But disestablishmentarianism — a term rooted in 18th-century English church history, a stumper beloved by lexicological wise guys and a word I finally found a legitimate use for — became a bipartisan phenomenon a year ago when there were no adults to call a halt to the Republicans’ determination to endanger, if not doom, the inevitable nominee, Mitt Romney. His political death was assisted suicide.
Now there is no Washington Establishment to end the paralysis, which went from the fiscal cliff of New Year’s to the continuing resolution crisis of late September to the October hurricane of the debt ceiling.
Should we call in Bob Dole, who loved a deadlock? You must be kidding.

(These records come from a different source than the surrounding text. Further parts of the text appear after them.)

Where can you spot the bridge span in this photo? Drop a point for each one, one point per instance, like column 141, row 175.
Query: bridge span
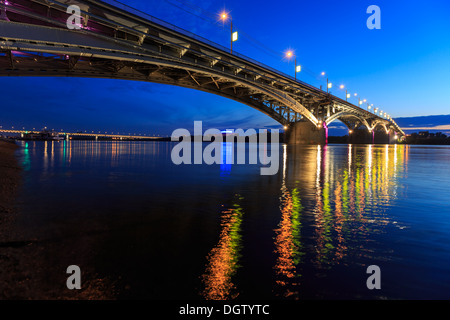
column 68, row 135
column 119, row 42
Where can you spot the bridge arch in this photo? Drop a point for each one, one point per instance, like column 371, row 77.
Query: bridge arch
column 345, row 114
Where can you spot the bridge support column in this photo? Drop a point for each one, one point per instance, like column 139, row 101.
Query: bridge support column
column 381, row 137
column 304, row 132
column 360, row 136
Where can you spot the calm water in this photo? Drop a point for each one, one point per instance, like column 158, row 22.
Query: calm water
column 150, row 229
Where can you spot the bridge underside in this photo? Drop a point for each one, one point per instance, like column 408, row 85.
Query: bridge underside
column 34, row 41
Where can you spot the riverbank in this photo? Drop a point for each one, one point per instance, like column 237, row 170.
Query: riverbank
column 27, row 259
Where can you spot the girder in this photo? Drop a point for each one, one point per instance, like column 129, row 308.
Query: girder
column 123, row 44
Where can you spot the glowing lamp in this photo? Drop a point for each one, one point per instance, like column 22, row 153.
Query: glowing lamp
column 234, row 36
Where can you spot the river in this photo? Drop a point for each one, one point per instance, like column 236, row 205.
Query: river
column 141, row 227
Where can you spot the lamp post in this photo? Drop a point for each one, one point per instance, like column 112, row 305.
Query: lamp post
column 298, row 68
column 347, row 95
column 233, row 35
column 329, row 85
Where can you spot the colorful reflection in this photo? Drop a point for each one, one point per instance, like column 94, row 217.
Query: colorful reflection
column 288, row 245
column 349, row 201
column 223, row 259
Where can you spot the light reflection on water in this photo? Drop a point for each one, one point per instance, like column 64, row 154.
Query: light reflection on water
column 308, row 232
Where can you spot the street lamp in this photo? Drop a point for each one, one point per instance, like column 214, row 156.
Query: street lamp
column 298, row 68
column 234, row 35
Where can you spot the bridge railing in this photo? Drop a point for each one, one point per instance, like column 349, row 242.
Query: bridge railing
column 184, row 32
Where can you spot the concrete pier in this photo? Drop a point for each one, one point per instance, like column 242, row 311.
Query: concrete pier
column 304, row 132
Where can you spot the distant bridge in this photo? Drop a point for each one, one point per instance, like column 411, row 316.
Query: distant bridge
column 119, row 42
column 84, row 135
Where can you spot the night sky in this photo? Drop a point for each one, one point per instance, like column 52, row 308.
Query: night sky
column 402, row 69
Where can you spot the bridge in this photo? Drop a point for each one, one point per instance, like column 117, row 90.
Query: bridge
column 68, row 135
column 118, row 42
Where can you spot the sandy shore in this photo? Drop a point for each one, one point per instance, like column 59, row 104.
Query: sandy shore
column 27, row 271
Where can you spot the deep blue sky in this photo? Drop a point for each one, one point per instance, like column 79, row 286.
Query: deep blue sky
column 404, row 68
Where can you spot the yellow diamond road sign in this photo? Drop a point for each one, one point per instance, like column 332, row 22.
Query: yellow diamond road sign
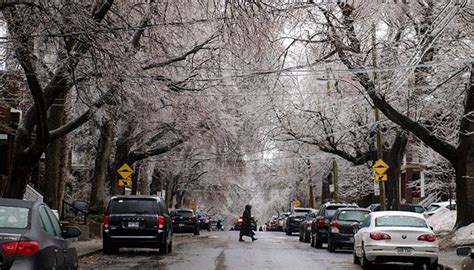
column 125, row 183
column 125, row 171
column 381, row 177
column 380, row 167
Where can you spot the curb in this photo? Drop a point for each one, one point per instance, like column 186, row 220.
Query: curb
column 445, row 267
column 89, row 253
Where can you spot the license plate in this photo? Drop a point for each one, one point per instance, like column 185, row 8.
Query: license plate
column 133, row 224
column 404, row 251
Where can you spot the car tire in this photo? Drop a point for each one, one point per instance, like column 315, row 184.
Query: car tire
column 432, row 266
column 331, row 247
column 356, row 259
column 317, row 242
column 163, row 248
column 109, row 248
column 366, row 264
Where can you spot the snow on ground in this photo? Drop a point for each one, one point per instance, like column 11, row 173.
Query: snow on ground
column 442, row 221
column 464, row 235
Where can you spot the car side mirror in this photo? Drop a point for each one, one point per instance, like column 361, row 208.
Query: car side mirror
column 355, row 227
column 72, row 232
column 464, row 251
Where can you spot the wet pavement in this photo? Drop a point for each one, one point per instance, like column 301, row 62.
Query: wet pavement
column 222, row 251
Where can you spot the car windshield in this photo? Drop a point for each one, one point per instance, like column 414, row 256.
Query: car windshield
column 184, row 213
column 133, row 206
column 12, row 217
column 400, row 221
column 353, row 215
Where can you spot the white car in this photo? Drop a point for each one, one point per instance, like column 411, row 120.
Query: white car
column 435, row 207
column 395, row 236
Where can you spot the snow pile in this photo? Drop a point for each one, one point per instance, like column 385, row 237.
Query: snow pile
column 442, row 221
column 464, row 236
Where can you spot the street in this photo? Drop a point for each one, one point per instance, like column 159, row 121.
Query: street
column 222, row 251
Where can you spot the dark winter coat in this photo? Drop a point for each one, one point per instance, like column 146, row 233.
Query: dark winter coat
column 246, row 228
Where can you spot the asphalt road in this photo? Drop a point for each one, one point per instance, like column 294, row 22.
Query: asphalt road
column 222, row 251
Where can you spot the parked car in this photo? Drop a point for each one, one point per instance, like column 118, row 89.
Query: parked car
column 238, row 223
column 341, row 232
column 305, row 226
column 282, row 221
column 294, row 220
column 185, row 221
column 204, row 221
column 395, row 236
column 137, row 221
column 415, row 208
column 435, row 207
column 273, row 223
column 468, row 261
column 31, row 237
column 320, row 224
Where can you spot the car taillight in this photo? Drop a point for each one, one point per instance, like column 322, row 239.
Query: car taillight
column 429, row 237
column 21, row 248
column 379, row 236
column 321, row 222
column 334, row 227
column 106, row 221
column 161, row 222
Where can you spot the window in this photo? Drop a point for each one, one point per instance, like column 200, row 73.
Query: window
column 12, row 217
column 46, row 221
column 358, row 216
column 127, row 206
column 366, row 222
column 400, row 221
column 54, row 221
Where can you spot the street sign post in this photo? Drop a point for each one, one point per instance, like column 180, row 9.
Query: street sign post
column 125, row 171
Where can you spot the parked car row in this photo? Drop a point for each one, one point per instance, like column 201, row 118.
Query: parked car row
column 375, row 236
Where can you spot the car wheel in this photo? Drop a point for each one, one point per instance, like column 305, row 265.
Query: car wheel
column 170, row 246
column 109, row 248
column 356, row 260
column 317, row 242
column 331, row 247
column 432, row 266
column 366, row 264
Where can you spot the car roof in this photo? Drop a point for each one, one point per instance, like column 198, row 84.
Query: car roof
column 18, row 202
column 396, row 213
column 135, row 197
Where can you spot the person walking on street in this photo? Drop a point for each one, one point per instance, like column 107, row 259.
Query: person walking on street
column 246, row 228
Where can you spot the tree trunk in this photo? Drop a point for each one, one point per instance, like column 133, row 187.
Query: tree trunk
column 56, row 162
column 104, row 149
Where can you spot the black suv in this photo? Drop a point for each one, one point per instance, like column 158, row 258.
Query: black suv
column 137, row 221
column 320, row 224
column 341, row 233
column 294, row 220
column 185, row 221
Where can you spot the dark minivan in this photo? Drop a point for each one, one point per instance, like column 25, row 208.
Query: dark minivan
column 341, row 231
column 185, row 221
column 137, row 221
column 31, row 237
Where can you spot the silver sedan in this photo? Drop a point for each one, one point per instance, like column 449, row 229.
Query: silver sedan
column 395, row 236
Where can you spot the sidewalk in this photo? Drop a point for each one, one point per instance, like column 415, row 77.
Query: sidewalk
column 86, row 248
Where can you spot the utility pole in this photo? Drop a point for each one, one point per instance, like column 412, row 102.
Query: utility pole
column 335, row 180
column 377, row 119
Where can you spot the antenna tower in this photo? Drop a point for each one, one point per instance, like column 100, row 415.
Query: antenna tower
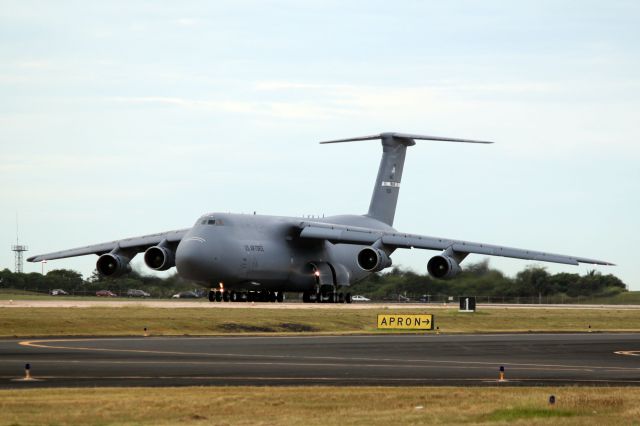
column 18, row 249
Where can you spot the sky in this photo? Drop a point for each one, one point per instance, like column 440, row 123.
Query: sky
column 124, row 118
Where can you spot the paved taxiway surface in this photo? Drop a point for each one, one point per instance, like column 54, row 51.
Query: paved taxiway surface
column 397, row 360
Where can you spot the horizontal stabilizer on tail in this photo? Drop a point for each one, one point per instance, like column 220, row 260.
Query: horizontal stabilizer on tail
column 404, row 137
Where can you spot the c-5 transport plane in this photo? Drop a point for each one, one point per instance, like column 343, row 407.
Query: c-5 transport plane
column 257, row 258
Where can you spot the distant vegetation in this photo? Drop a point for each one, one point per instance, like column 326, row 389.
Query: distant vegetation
column 480, row 280
column 73, row 283
column 475, row 280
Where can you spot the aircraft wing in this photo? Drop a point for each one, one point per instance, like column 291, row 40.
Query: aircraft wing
column 137, row 244
column 341, row 234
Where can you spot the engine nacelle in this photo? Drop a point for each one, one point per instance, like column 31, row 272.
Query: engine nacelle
column 113, row 265
column 373, row 260
column 160, row 258
column 443, row 267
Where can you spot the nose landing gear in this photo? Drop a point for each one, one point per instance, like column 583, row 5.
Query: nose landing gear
column 314, row 296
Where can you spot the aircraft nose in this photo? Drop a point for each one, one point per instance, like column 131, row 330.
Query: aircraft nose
column 191, row 258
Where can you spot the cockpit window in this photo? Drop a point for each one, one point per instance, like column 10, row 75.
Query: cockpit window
column 209, row 221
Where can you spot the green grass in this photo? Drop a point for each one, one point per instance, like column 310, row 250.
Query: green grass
column 320, row 406
column 527, row 413
column 131, row 320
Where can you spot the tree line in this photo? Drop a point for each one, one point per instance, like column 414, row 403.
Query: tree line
column 73, row 283
column 479, row 279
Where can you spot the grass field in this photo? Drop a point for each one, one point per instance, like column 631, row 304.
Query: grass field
column 320, row 406
column 124, row 321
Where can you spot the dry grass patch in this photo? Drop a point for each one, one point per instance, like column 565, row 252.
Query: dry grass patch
column 319, row 406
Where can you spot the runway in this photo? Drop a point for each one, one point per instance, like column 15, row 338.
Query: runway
column 395, row 360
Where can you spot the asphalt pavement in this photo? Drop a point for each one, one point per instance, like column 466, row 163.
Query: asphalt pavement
column 396, row 360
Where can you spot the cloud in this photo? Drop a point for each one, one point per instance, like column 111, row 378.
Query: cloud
column 274, row 109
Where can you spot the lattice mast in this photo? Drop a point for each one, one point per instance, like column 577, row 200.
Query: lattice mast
column 18, row 249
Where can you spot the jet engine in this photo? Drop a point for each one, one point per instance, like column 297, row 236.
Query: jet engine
column 113, row 265
column 373, row 260
column 159, row 258
column 443, row 267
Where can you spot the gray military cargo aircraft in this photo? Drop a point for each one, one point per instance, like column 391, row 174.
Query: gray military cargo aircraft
column 258, row 258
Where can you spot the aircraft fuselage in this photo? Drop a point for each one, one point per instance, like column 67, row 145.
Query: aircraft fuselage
column 256, row 252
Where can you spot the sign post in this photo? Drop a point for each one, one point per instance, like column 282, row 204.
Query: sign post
column 467, row 304
column 405, row 321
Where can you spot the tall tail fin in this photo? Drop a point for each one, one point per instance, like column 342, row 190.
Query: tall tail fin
column 387, row 188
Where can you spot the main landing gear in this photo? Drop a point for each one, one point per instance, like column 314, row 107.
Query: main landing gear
column 326, row 297
column 246, row 296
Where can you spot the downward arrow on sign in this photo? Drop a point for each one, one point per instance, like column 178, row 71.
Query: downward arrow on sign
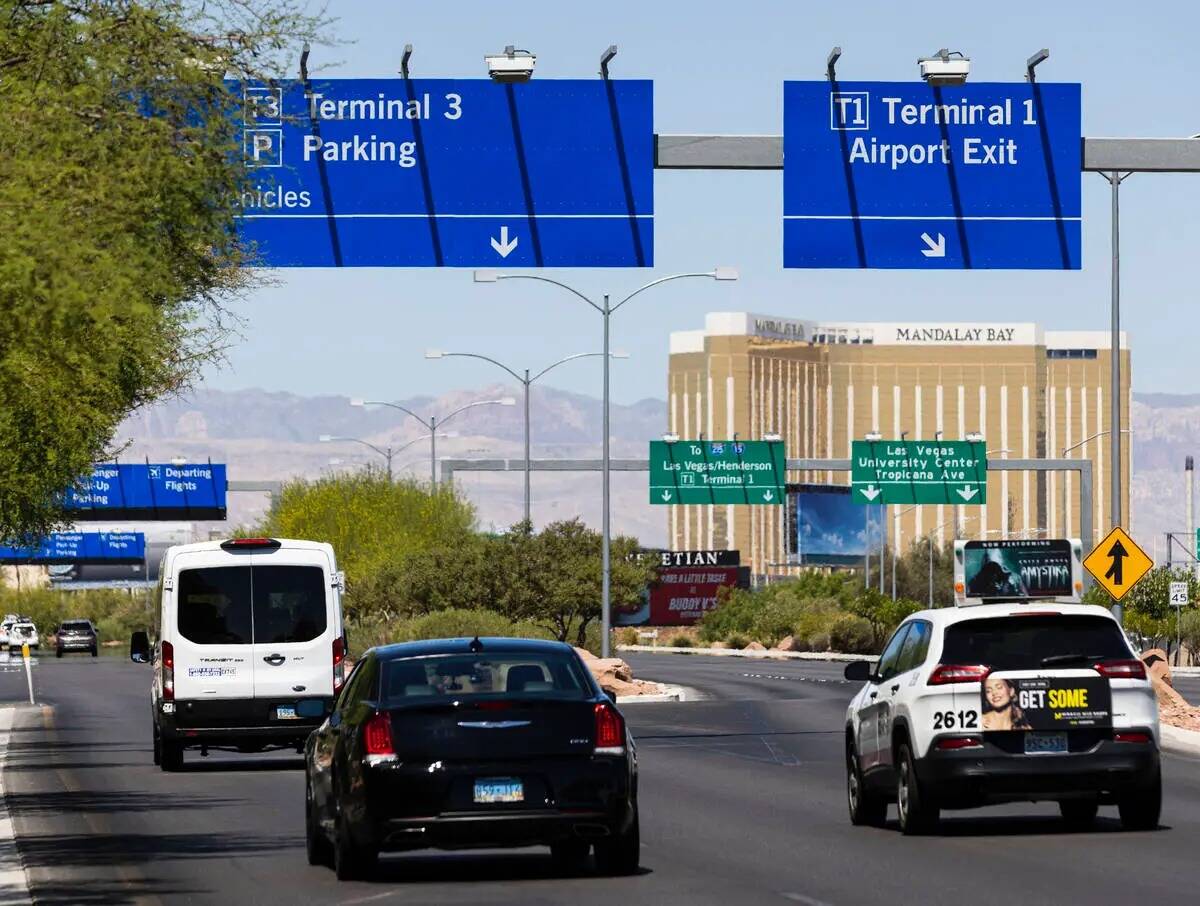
column 503, row 246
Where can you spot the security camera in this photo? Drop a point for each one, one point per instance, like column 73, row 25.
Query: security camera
column 510, row 66
column 945, row 69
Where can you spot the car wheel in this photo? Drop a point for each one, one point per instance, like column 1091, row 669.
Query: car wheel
column 917, row 814
column 171, row 755
column 865, row 808
column 351, row 862
column 623, row 853
column 570, row 855
column 317, row 846
column 1079, row 813
column 1141, row 807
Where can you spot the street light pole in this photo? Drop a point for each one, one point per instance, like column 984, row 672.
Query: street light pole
column 606, row 312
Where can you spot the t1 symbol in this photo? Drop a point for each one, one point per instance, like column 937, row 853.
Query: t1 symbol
column 850, row 111
column 263, row 148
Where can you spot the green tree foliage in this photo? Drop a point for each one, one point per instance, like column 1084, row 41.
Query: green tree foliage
column 120, row 181
column 376, row 525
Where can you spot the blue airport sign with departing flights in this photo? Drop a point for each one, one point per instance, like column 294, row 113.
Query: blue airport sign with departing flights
column 150, row 491
column 460, row 173
column 84, row 547
column 882, row 174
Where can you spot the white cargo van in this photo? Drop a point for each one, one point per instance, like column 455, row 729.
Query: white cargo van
column 249, row 648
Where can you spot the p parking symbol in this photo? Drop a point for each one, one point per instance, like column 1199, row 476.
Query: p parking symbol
column 263, row 148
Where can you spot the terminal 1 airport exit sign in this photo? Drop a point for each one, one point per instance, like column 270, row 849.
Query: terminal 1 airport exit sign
column 718, row 472
column 460, row 173
column 918, row 472
column 881, row 174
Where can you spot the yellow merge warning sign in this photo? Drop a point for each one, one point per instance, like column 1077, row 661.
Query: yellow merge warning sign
column 1117, row 563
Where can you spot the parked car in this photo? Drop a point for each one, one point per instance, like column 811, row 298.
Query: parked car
column 76, row 635
column 22, row 634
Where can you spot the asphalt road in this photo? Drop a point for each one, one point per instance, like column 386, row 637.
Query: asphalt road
column 742, row 803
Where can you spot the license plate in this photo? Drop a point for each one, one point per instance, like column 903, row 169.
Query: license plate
column 499, row 790
column 1045, row 743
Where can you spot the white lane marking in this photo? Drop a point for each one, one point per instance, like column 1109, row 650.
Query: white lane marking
column 13, row 880
column 805, row 900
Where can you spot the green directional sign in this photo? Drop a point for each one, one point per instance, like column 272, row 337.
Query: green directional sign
column 919, row 472
column 687, row 472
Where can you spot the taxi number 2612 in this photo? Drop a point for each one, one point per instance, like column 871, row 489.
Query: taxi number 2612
column 952, row 719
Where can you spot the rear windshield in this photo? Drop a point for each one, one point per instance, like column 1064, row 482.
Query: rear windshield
column 240, row 605
column 1030, row 642
column 496, row 676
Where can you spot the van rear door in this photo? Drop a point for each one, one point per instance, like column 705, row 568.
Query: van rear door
column 295, row 624
column 213, row 628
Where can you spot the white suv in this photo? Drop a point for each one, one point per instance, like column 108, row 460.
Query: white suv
column 1003, row 702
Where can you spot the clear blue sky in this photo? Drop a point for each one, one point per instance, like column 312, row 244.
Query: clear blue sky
column 719, row 67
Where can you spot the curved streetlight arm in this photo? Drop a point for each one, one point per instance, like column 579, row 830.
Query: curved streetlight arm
column 563, row 361
column 547, row 280
column 485, row 358
column 1089, row 439
column 444, row 419
column 360, row 441
column 657, row 282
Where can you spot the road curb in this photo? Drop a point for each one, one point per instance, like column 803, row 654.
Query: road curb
column 1176, row 739
column 672, row 694
column 766, row 654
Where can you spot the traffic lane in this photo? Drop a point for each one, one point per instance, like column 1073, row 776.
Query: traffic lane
column 742, row 801
column 730, row 677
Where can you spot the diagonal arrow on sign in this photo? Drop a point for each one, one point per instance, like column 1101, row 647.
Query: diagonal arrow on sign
column 503, row 246
column 934, row 250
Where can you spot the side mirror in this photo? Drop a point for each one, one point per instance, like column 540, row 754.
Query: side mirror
column 139, row 648
column 859, row 671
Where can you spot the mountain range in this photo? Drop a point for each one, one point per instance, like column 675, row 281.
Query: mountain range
column 274, row 436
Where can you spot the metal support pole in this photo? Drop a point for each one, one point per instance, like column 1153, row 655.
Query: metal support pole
column 1115, row 358
column 930, row 538
column 433, row 453
column 527, row 445
column 605, row 564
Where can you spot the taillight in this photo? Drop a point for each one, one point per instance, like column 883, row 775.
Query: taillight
column 168, row 672
column 960, row 742
column 1122, row 670
column 339, row 664
column 377, row 735
column 610, row 727
column 947, row 673
column 1126, row 737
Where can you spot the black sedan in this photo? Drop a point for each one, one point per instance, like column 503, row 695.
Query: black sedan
column 472, row 743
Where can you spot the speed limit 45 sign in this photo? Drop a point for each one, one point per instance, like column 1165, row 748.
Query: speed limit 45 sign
column 1179, row 594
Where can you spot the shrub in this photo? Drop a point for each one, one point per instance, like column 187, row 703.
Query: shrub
column 852, row 635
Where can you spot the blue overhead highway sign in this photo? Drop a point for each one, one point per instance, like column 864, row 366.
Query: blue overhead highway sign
column 150, row 491
column 459, row 173
column 81, row 547
column 880, row 174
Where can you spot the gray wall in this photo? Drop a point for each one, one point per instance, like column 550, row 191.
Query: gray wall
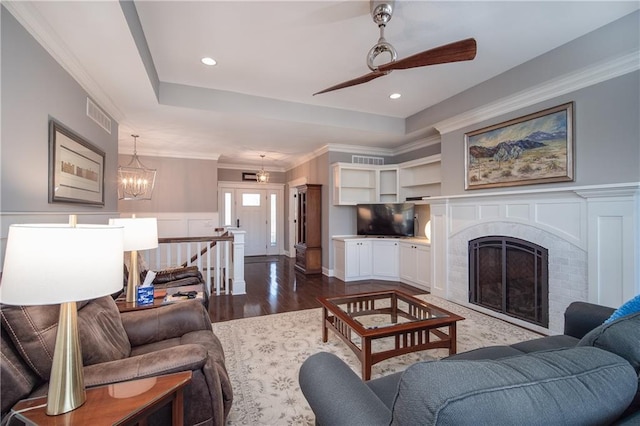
column 35, row 88
column 607, row 148
column 607, row 130
column 182, row 186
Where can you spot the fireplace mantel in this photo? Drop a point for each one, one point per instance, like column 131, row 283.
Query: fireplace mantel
column 591, row 232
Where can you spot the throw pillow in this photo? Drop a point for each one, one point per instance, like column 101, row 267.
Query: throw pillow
column 628, row 308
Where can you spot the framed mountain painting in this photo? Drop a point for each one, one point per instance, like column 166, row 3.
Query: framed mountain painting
column 536, row 148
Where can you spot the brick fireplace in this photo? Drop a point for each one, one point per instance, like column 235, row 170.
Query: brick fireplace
column 590, row 234
column 510, row 276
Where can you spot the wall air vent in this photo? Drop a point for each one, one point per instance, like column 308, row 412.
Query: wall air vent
column 100, row 117
column 363, row 159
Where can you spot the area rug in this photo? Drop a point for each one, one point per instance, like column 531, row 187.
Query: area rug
column 264, row 354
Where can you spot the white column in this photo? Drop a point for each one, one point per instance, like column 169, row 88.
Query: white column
column 238, row 285
column 613, row 239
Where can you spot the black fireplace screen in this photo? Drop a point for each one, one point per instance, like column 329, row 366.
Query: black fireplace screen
column 510, row 276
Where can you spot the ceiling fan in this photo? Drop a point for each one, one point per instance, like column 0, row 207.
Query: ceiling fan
column 381, row 12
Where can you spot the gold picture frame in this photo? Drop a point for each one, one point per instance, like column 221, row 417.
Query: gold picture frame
column 533, row 149
column 76, row 168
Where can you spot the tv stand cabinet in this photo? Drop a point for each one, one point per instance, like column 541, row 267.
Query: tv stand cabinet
column 383, row 258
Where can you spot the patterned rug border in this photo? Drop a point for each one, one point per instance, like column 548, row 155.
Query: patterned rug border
column 263, row 356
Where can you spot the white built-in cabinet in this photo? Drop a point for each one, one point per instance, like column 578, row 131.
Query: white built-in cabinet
column 391, row 259
column 415, row 263
column 384, row 251
column 363, row 183
column 420, row 178
column 355, row 259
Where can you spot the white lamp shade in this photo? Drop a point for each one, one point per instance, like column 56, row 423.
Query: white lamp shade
column 54, row 263
column 139, row 233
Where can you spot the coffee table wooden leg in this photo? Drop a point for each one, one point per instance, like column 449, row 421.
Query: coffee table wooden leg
column 325, row 333
column 366, row 359
column 453, row 338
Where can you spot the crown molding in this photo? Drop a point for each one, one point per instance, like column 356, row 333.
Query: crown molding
column 32, row 20
column 173, row 154
column 567, row 83
column 420, row 143
column 359, row 149
column 245, row 167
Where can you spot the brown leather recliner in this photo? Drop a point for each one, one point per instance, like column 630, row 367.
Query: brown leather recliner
column 117, row 347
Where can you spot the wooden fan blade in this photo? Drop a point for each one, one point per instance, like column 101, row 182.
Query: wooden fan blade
column 463, row 50
column 355, row 81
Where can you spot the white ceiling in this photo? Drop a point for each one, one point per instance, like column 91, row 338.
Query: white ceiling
column 272, row 56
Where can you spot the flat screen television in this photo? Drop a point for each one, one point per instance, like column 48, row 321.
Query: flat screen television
column 385, row 219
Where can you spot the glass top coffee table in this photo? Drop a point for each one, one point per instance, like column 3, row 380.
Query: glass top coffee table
column 395, row 322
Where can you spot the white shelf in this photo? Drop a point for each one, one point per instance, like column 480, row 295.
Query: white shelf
column 420, row 178
column 363, row 183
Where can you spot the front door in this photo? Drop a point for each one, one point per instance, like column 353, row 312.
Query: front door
column 252, row 219
column 257, row 210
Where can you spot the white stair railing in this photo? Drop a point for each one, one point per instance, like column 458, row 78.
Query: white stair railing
column 216, row 257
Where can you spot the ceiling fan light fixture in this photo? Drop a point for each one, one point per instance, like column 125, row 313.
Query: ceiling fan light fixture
column 135, row 181
column 262, row 176
column 208, row 61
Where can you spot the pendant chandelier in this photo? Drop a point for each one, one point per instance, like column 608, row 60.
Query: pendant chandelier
column 135, row 181
column 262, row 176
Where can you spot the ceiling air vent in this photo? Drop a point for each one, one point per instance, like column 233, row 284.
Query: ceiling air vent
column 99, row 116
column 363, row 159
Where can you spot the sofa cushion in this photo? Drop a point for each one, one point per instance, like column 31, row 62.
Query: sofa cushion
column 16, row 378
column 621, row 337
column 489, row 352
column 33, row 331
column 543, row 387
column 547, row 343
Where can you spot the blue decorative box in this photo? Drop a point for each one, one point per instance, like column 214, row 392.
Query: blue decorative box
column 145, row 295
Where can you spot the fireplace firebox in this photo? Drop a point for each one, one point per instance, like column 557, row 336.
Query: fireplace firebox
column 510, row 276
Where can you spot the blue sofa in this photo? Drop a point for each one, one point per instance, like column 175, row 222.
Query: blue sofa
column 588, row 376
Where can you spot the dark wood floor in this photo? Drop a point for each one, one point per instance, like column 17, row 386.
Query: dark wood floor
column 274, row 286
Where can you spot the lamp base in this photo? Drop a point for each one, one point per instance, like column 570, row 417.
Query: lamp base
column 66, row 385
column 134, row 278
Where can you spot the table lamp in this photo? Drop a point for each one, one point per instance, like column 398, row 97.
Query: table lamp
column 48, row 264
column 139, row 234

In a shameful exhibition of disrespect, Republican senators let him sit in stunned mortification in his wheelchair in the chamber he once strode like a colossus rather than approve his treaty to assist the disabled. Give Bob Strauss a ring? The Democratic national chairman who was a Republican president’s choice as ambassador to the Soviet Union? Dream on.
The fact that one (Dole) is 90 and the other (Strauss) nearly 95 tells how antiquarian this notion is. And by the way, Lloyd Cutler has been dead for eight years, Clark Clifford for 15 and Dean Burch for 22.
-- Power sometimes resides outside elected office.
We are not speaking here of the people in whose interests Washington is supposed to work. We are speaking of unelected power brokers who, throughout American history, have exerted outsized influence.
In the past they have been figures like Jay Gould, whose analogues today are on Wall Street. Or church figures, like Jonathan Edwards of the Great Awakening, the New England-bred preachers of the Social Gospel, the abolitionist clergymen and their lineal descendants in the black church and rabbinate of the civil rights movement, or Father Charles Coughlin, the radio priest who turned on Franklin Roosevelt.